Lanier developed different types of virtual reality gear, such as the EyePhone HMD, Dataglobe and other VR googles for commercial use.
Continuing the VR Development Timeline
Several people, engineers, developers and visionaries had a hand in the development of virtual reality devices.
- Military engineer Thomas A. Furness III created a flight simulator on 1966. It was the first of its kind and created specifically for the U.S. Air Force
- In 1972, General Electric Corporation created a computerized flight simulator. With three screens in the cockpit, the unit was able to provide the user with a field of vision of 180 degrees.
- McDonnell-Douglas Corporation included virtual reality when the company developed VITAL, an HMD helmet for the military in 1979. The helmet had a head tracker that followed the movement of the pilot's eyes.
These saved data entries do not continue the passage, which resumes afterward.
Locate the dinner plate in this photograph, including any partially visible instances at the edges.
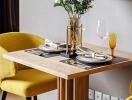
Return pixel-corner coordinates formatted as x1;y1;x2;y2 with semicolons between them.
76;54;112;64
38;45;66;53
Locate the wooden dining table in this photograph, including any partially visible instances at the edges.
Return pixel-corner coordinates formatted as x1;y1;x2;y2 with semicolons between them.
3;43;132;100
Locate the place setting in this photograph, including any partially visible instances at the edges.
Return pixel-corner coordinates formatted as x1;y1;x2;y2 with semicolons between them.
25;39;68;58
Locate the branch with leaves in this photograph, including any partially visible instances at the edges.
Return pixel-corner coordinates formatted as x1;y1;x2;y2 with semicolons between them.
54;0;94;17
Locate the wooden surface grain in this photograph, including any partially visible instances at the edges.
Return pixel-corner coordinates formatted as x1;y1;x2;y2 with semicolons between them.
73;76;89;100
3;43;132;79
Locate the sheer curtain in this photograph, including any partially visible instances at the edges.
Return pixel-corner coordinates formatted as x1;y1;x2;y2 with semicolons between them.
0;0;19;33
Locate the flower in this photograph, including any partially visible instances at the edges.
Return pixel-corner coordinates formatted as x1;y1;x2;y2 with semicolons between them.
55;0;66;3
54;0;60;3
77;0;83;3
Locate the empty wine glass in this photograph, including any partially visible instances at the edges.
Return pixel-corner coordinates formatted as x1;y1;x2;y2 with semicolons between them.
97;19;109;40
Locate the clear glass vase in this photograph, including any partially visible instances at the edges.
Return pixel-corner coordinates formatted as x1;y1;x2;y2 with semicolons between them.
66;16;83;57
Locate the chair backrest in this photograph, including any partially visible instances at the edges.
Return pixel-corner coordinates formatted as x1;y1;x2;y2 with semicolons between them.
130;82;132;95
0;32;44;52
0;46;15;81
0;32;45;70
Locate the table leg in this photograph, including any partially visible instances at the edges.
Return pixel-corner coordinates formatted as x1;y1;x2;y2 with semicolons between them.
73;76;89;100
57;76;89;100
58;77;66;100
65;79;73;100
57;78;60;100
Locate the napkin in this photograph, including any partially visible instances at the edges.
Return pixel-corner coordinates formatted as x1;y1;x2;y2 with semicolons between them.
84;53;107;61
38;39;60;51
44;39;58;49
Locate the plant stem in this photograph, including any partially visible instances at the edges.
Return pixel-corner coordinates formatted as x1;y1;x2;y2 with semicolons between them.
60;0;71;17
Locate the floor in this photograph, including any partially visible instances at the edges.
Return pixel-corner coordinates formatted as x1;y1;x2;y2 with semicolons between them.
5;90;58;100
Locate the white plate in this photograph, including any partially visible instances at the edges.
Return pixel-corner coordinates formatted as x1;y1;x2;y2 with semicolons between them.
38;45;66;53
76;54;112;64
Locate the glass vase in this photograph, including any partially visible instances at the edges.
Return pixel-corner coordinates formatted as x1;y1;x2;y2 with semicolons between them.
66;16;83;58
The tracker matched the images created by a computer.
- Sandin and Defanti developed the Sayre gloves in These were the initial wired gloves that became the precursor of gesture recognition. The hand movements of the wearer were monitored using photocells and light emitters located on the fingers of the gloves. The movements of the fingers and the amount of light hitting the gloves were turned into electrical signals.
- In the same year, Thomas Furness created another virtual flight simulator for military use – the Visually Coupled Airborne Systems Simulator.
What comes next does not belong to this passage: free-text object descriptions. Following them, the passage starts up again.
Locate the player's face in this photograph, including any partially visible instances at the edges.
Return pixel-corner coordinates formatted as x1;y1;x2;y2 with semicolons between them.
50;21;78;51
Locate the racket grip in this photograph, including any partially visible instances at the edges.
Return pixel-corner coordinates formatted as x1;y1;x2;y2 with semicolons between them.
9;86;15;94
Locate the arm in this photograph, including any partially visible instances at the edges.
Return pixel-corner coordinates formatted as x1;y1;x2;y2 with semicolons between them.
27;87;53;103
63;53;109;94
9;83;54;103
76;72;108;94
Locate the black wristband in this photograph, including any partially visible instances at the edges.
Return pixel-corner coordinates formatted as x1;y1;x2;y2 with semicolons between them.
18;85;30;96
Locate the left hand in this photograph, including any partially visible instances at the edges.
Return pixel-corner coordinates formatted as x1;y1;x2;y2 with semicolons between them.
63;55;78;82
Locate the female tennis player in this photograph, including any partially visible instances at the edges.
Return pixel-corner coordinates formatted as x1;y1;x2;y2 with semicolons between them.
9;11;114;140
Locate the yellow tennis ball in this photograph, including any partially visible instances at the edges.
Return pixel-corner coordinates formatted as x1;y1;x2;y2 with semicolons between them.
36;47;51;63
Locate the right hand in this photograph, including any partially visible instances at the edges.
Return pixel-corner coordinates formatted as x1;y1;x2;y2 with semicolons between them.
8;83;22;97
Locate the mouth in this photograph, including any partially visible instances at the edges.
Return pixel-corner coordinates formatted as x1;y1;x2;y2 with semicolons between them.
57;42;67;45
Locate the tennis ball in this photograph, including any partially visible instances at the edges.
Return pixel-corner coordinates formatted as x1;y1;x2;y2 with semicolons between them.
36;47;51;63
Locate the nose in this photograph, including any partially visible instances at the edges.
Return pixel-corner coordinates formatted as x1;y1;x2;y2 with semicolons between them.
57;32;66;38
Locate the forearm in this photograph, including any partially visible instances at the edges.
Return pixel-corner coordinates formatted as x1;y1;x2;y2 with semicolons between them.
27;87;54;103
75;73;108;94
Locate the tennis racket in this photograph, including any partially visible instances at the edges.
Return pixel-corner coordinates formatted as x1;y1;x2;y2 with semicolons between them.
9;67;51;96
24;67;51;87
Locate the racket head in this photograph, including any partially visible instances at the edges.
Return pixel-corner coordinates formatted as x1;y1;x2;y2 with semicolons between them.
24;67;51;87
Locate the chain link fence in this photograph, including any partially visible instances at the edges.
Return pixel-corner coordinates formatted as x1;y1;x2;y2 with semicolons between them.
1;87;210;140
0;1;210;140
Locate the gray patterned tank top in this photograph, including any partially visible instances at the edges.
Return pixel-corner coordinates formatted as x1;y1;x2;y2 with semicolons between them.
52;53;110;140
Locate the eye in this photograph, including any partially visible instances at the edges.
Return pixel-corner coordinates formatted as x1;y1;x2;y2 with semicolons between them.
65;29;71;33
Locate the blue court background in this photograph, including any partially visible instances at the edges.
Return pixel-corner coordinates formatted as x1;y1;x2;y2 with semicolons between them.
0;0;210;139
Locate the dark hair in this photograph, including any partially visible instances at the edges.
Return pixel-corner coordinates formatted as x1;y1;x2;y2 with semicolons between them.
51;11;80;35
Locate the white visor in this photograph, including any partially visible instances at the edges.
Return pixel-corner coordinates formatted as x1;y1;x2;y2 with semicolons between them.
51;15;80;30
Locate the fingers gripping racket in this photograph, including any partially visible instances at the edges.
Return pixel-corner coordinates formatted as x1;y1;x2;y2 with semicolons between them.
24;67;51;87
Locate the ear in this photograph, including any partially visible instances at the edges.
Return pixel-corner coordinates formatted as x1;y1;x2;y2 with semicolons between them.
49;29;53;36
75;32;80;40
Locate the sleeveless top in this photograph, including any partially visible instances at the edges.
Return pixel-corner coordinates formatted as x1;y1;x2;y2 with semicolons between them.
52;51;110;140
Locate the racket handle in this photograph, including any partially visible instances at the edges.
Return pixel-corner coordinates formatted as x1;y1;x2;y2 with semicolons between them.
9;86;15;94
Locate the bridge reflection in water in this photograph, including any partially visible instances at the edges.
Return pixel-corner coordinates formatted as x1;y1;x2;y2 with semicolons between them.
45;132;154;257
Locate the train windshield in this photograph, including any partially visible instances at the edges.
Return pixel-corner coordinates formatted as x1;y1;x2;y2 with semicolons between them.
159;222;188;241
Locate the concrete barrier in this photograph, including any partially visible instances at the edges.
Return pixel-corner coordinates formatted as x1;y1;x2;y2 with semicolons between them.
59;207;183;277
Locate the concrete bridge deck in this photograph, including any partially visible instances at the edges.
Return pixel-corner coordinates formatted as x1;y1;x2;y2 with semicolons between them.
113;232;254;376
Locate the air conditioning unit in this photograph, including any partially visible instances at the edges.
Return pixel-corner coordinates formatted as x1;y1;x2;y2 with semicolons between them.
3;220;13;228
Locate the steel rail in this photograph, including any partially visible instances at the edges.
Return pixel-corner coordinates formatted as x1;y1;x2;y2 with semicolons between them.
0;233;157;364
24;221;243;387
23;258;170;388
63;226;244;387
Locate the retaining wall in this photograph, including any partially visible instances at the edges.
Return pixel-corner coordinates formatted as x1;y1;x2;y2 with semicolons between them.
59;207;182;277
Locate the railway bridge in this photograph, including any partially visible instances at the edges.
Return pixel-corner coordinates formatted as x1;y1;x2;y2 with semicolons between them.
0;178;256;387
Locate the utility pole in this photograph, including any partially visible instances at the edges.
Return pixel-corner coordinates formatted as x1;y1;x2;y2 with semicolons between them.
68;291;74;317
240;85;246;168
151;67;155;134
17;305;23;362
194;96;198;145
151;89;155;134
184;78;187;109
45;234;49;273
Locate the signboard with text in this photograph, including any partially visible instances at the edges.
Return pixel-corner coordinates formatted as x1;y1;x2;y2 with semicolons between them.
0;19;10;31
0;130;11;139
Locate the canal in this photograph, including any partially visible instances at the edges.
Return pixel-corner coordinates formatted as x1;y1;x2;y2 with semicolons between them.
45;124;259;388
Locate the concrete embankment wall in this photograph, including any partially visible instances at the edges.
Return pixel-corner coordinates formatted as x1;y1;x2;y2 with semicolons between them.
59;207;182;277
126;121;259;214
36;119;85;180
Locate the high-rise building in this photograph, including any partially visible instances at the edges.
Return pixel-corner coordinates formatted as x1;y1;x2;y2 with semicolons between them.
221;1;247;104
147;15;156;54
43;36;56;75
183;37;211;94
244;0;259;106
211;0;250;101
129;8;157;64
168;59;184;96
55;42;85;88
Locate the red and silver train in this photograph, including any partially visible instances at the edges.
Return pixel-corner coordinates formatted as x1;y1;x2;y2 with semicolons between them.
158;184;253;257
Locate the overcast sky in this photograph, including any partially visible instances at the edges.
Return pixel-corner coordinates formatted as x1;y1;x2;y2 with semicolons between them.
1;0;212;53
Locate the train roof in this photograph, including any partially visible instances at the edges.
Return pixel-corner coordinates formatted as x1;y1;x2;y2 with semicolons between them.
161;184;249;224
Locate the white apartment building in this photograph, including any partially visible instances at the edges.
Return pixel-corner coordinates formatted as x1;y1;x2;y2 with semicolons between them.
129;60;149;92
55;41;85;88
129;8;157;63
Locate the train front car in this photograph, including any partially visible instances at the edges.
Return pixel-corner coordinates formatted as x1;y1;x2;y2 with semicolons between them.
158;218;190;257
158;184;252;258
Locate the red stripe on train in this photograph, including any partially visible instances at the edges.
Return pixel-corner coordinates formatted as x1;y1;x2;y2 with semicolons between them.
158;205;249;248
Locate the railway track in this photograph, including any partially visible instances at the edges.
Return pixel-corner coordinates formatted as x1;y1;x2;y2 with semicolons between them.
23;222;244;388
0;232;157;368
- Between 1986-1989, Furness developed yet another flight simulator called the Super Cockpit, a training cockpit that included advanced radar and infrared imagery and 3D maps created by a computer. The pilot using the training cockpit was able to hear and see in real time. The pilot could control the aircraft through eye movements, speech and gestures, tracked by the helmet's sensors and tracking system.
- Virtual Cockpit, an HMD version created by the British Aerospace in 1987, employed the technology of the Super Cockpit. Speech recognition was featured in their version.
- Crystal River Engineering, Inc. was established in 1989 by Scott Forster after he got a contract from NASA. He was tasked to develop the audio element of the VR training simulator called the Virtual Environment Workstation Project. It was used for training astronauts.
- 1991 saw the introduction of Virtuality arcade machines from the Virtuality Group. The players wore VR goggles so they can play and immerse in real time with stereoscopic 3D visuals. They were also able to enjoy multiplayer experience using networked machines.
- The creation of VR glasses was announced by Sega in 1993. These were made for the Sega Genesis console. The visor of the headset had an LCD screen, stereo sound and head tracking features. But technical difficulties prevented the VR glasses from taking off from its prototype phase.
- The VR-32 or the Nintendo Virtual Boy gaming console in 3D was introduced by Nintendo in 1995. Despite the hype of being the first console in 3D that was portable, if flopped because the graphics where only in red and black. The unit was not comfortable to use and there was no support for its software.
Through the succeeding years, more developments happened using VR technology for various applications. The gaming industry alone had released so many products, integrating virtual reality for their gaming gear. Smartphone manufacturers have also integrated VR into the newer phone models, making the technology more accessible. Even social media platforms have jumped into the bandwagon. Facebook is one of the first, when it bought Oculus Rift in 2014.
Virtual reality has various applications. Outside of the immersive gaming experience the technology provides, VR found many uses in training and education in different fields. It can be used to help patients with psychological disorders. It can teach new skills to young and old people. It can be used to provide virtual journeys to people with terminal illnesses. Virtual reality is a very promising option to provide training for surgeons, as well as applications in other fields such as business and governance.